"Stage Whisper"
After two critically adored and cultishly worshipped albums, a rarities and live double album may not be the wisest career move for Madame Charlotte Gainsbourg, whose musical career has never quite achieved the same footing as her filmic forays. As enigmatic oozing from a pair of headphones as on a wide screen, her reluctance to be the centre of attention makes her even more alluring as a performer – a wisp of a woman with an inimitable accent and the most commanding non-presence one could affect.
Stage Whisper‘s first half compiles a handful of Beck-guided tracks left on the cutting-room floor from the IRM sessions, and four one-offs with the great (Connan Mockasin), the good (Villagers) and Noah and the Whale’s Charlie Fink. From the former camp, we have the baroque ‘White Telephone’, a stunning low-key ballad, and the slinky vintage-sounding electro of ‘Paradisco’, which betrays the influence of its producer’s beloved INXS. Yes, really. The songs are interesting – oddly, more commercial and, on ‘Hold the Rain’, with a distinct feel of Modern Guilt vintage Beck – but don’t quite have the same edge as those that made the cut on her third album proper.
The other collaborations are just as fine; even aforementioned Noah and the Whale contribution ‘Got to Let Go’ manages to keep sufficiently under the radar to retain its charm – at least until Fink himself pops up for a bleary-eyed verse. However, all of the outtakes featured here pale in comparison to disc one’s closing track, the Conor O’Brian-penned ‘Memoir’: a shuffling stunner whose lyric hinges on its chorus – “I might as well be anyone at all” – as perfect a summary of Gainsbourg’s shapeshifting talents as any.
The live disc actually turns out to be a pleasant surprise, in spite of the set’s self-deprecating title. While far from the most charismatic performer on the planet, many of the selections from Gainsbourg’s back catalogue work surprisingly well in a live setting. The atmospherics of ’5:55′ are torn apart by a tight six-piece backing band, ‘AF607105′ boasts the most assured vocal performance she has yet released, while ‘The Operation’ makes you wonder what would happened if she allowed herself and her band to rock out more often.

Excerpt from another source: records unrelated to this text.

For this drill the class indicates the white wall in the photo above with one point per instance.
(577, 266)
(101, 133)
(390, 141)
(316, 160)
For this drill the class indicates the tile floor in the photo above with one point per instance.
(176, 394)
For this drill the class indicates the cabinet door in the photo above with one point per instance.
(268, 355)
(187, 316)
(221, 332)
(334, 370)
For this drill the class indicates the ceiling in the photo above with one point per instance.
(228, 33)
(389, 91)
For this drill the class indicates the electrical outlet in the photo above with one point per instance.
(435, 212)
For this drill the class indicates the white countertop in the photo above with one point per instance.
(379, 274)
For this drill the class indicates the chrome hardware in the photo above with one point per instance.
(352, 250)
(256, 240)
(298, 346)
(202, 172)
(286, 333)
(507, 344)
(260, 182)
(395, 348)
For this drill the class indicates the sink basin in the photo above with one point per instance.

Sadly, IRM‘s more Beck-heavy moments fall somewhat flat. The title track doesn’t work half as well without the album version’s claustrophobic production, while the jaunty ‘Heaven Can Wait’ is simply too slight without its co-writer’s voice lurking in the wings. Luckily, a gorgeous cover of Bob Dylan’s ‘Just Like a Woman’ gives Gainsbourg a chance to show the crowd just how calmly impressive she can be, delicately breathing new life onto some of Dylan’s more tired lyrics in a way that manages to be respectful, but not over-reverent – much like the excitable audience captured during these performances.
All in all, Stage Whisper makes for an enjoyable deck-clearing exercise. It’s far from essential, but as a way to put a cap on the eventful campaign for her best album yet, it couldn’t be better. It’s certainly not one for a newcomer to Charlotte Gainsbourg’s material, but those who have already investigated her work should prick up an ear, and her dedicated fans (and by now, there deserve to be a fair few) will be in heaven.